Ce 1er décembre, le Conseil de l’Union européenne, qui réunit les gouvernements des pays membres, a voté le texte définissant leur position commune sur la proposition de directive sur « le devoir de vigilance des entreprises en matière de durabilité » publiée par la Commission européenne en février dernier. Celle-ci a pour objectif de rendre les entreprises responsables de l’impact de leurs activités sur les droits humains et l’environnement et de les contraindre à mettre en place des dispositifs pour veiller à leur respect.

EELV déplore que le texte de position adopté par les ministres manque profondément d’ambition. 

On peut, d’abord, déplorer que le champ des entreprises européennes concernées, déjà très restreint dans la proposition de la Commission car ne concernant que 1% d’entre elles, ait été réduit aux plus grandes. 

Ensuite, alors que dans sa version initiale la future directive est supposée s’appliquer à toute la chaîne de valeur de l’entreprise (fournisseurs, sous-traitants, filiales,…), elle ne concernerait plus que sa « chaîne d’activités », c’est-à-dire une liste extrêmement réduite d’activités dont sont exclues, entre autres, les ventes d’armes et de technologies de surveillance. Ce qui signifie qu’une société comme Amesys dont la Cour d’appel de Paris vient de confirmer la mise en examen pour complicité d’actes de tortures pour avoir fourni à l’ancien régime libyen le système de surveillance qui lui a permis de traquer ses opposants, échapperait au devoir de vigilance. Tout comme Siemens et TotalEnergie avec leurs méga projets dévastateurs en Australie et en Ouganda du fait de la mise à l’écart du champ d’application de la directive de quasiment toute la partie aval de la chaîne de valeur.

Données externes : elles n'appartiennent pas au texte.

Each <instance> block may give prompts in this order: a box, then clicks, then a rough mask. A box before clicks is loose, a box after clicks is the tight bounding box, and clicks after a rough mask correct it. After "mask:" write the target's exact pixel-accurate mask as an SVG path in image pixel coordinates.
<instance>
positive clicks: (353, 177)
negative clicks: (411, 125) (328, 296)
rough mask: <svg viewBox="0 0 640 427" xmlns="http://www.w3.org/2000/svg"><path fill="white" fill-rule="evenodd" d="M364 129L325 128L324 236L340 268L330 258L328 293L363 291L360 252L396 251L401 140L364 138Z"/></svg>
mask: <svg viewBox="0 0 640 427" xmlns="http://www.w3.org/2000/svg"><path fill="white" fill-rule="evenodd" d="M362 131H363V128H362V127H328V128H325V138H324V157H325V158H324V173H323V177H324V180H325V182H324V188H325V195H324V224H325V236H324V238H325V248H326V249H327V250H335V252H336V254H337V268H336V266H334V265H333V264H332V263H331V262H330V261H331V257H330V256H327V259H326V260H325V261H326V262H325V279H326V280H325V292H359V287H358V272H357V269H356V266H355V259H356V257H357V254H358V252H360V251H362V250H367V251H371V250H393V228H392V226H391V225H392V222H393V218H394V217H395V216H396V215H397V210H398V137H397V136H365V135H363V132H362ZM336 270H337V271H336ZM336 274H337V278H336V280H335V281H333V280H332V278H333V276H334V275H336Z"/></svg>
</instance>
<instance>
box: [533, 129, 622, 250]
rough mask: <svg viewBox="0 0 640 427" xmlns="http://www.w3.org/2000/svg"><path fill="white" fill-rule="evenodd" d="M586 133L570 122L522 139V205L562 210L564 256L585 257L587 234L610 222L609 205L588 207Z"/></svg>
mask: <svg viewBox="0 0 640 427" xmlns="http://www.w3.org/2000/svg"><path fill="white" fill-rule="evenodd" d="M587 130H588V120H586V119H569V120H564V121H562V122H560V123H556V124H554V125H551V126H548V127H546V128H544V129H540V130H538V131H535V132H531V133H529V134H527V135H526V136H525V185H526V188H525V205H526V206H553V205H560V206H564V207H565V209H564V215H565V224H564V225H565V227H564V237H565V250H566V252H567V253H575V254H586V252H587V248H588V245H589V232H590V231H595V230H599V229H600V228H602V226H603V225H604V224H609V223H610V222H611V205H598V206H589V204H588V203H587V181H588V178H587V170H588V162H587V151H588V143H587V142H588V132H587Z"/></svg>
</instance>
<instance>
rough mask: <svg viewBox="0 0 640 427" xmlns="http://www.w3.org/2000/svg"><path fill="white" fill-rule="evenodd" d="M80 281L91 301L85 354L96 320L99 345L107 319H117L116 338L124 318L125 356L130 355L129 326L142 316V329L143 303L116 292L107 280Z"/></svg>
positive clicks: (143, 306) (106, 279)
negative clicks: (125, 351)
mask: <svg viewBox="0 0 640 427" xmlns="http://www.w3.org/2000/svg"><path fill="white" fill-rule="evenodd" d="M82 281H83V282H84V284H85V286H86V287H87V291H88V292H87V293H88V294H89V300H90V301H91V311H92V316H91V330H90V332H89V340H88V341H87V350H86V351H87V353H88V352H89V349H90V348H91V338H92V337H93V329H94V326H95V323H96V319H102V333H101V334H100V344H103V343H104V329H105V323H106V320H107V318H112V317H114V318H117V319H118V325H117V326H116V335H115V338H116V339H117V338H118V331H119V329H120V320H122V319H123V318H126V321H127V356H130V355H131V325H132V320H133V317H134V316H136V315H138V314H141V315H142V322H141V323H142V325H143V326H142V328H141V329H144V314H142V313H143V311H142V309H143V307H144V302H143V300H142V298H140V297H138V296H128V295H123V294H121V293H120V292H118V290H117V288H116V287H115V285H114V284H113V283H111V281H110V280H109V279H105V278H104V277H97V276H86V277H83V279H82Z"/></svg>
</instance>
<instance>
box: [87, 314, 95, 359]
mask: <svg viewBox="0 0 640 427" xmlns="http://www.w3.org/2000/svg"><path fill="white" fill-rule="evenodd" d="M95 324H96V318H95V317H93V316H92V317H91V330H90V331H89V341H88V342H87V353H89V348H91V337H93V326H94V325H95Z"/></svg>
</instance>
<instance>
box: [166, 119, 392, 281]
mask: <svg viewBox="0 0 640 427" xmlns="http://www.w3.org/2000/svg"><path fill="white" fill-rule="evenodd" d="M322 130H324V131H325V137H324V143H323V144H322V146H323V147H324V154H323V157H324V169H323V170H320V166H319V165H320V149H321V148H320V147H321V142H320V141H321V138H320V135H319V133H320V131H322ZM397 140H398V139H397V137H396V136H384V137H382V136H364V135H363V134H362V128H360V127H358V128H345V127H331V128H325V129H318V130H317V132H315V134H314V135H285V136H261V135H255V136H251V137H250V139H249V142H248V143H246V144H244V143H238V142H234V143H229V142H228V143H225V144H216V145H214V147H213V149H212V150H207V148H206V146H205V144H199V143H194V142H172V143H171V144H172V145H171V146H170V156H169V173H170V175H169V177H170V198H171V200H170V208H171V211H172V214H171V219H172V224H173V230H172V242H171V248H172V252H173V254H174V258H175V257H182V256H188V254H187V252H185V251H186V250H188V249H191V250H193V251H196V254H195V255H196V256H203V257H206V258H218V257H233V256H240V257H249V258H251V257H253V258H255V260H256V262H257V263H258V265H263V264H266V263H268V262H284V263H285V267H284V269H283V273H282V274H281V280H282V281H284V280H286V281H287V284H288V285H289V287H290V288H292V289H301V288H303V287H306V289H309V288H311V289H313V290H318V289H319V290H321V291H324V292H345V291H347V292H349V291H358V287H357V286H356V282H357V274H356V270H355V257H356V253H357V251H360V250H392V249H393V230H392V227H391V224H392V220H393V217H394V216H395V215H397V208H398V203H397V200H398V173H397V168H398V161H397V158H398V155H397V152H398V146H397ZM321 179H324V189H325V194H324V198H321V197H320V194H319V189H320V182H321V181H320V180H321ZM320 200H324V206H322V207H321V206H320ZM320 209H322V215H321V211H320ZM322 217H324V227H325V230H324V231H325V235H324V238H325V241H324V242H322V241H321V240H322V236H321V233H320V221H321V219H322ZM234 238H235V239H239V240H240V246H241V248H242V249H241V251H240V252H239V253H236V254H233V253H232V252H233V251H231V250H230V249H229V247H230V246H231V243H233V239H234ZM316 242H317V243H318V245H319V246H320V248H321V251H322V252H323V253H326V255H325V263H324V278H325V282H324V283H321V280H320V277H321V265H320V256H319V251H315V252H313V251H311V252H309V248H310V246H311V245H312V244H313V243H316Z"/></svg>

Enfin, une autre grave faiblesse du texte de position du Conseil est la quasi exclusion du secteur financier du champ d’application de la directive : non seulement ses obligations ont été considérablement réduites mais le choix est laissé aux Etats membres d’intégrer, ou non, ce secteur au champ d’application de la directive lors de sa transposition dans le droit national. Les banques n’auraient ainsi pas de réelle obligation de veiller à ce que leur argent ne finance pas des activités pouvant, par exemple, porter atteinte à la biodiversité ou aux droits des peuples autochtones à l’instar des 16 banques européennes, parmi lesquelles 5 des principales banques françaises, dont la dernière enquête du média d’investigation, Disclose, montre qu’elles financent la déforestation de l’Amazonie

EELV s’inquiète du rôle qu’a pu jouer la France dans l’adoption d’une position aussi faible par le Conseil. En effet, des documents et des témoignages publiés par la presse européenne montrent que, ces dernières semaines, pendant que le gouvernement proclamait publiquement son soutien à une directive ambitieuse, il était en même temps à la manoeuvre afin de limiter considérablement la portée du texte du Conseil sur plusieurs de ses points essentiels, y compris en menaçant de réunir une minorité de blocage. Ce double discours de la France lui avait déjà été reproché durant la présidence française de l’Union européenne (PFUE), Emmanuel Macron  ayant officiellement placé cette directive dans ses priorités sans que cela se traduise en actes significatifs.

EELV déplore d’autant plus ces manœuvres de la France qu’elles affaiblissent encore plus la proposition de directive de la Commission européenne qui présente déjà d’importantes carences.

Parmi celles-ci, EELV dénonce une approche et une définition beaucoup trop restrictives des atteintes aux droits humains et à l’environnement ainsi que l’absence  de  prise en compte réelle de l’urgence climatique.  

EELV regrette également la bien trop faible garantie d’accès à la justice et à la réparation pour les victimes, y compris le fait que la charge de la preuve repose encore sur ces dernières.

EELV exhorte la France, le pays de la loi pionnière de 2017 sur « le devoir de vigilance des sociétés mères et des entreprises donneuses d’ordre », à ne pas céder aux lobbies en persistant à vouloir vider la directive de sa substance. 

La France doit au contraire promouvoir et défendre une position ambitieuse au sein du Conseil avec le Parlement. Cette directive ne contribuerait ainsi pas seulement à la défense des droits humains au niveau mondial et à la fin d’une certaine impunité des multinationales, mais également à renforcer l’Union européenne et sa place et sa crédibilité dans le monde.